Many Medicare Advantage plans set two out-of-pocket max levels, one for in-network services and a second for when you go out-of-network. Your deductibles, copayments, and coinsurance count toward reaching your yearly out-of-pocket max. Premiums, however, rarely count toward the MOOP.
How Much Does Medicare Part D Cost?
As with Part C, Medicare prescription drug plans are provided by private insurance companies, so costs vary. Expect to pay a monthly premium and either coinsurance or a copayment for covered prescription drugs. In addition, there is an annual deductible that you must meet before your Part D plan begins paying its share. In 2023, the maximum Part D deductible is $505. (Some plans have a lower deductible.)
Your costs under Part D depend on what stage you're in.
- You start out in the deductible phase. You are responsible for 100 percent of costs during the deductible phase.
- Next is the initial coverage phase. You pay 25 percent of costs for covered prescription drugs. You stay here until you and your plan spend a combined $4,660 in 2023.
- You now enter the coverage gap phase, more commonly known as the donut hole. You continue paying 25 percent of costs until your total out-of-pocket equals $7,400 in 2023.
- The final stage is catastrophic coverage. If you reach this phase, your cost is only 5 percent for covered medications for the rest of the year.
There is no annual out-of-pocket maximum with Medicare Part D.
As with Parts A and B, you may owe a late enrollment penalty for Part D. The difference is that you begin owing this fee after only 63 days without creditable drug coverage (i.e. prescription drug coverage that is comparable to Medicare). For more information, please see our article: Medicare Part D Late Penalty: Late Fees for Late Enrollment.
Can a Medigap Plan Help?
If you have Original Medicare and have a significant health problem, such as a lengthy hospital stay or chronic condition, your healthcare costs could add up quickly.
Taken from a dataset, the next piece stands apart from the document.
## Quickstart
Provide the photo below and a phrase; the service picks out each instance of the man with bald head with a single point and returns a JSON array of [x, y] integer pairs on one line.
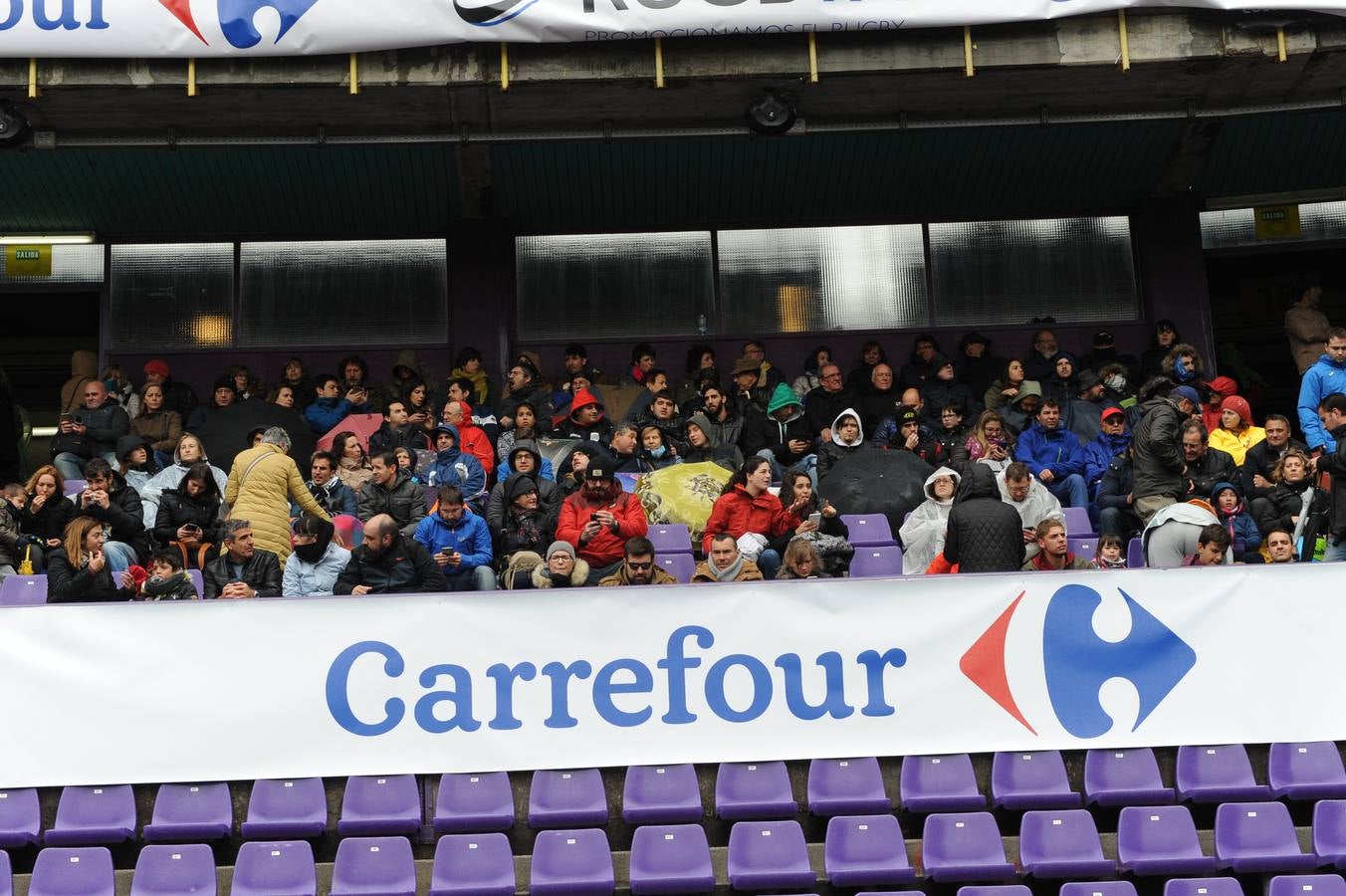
[[386, 563]]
With no yearly out-of-pocket limit, that could leave you owing thousands in medical bills – even with your Medicare coverage.
That's where Medigap comes in.
Medicare Supplement Insurance plans (more commonly known as Medigap) help pay a variety of out-of-pocket costs when you have Original Medicare. At a minimum, every Medigap plan covers your Part A coinsurance and provides an additional 365 lifetime reserve days for inpatient care.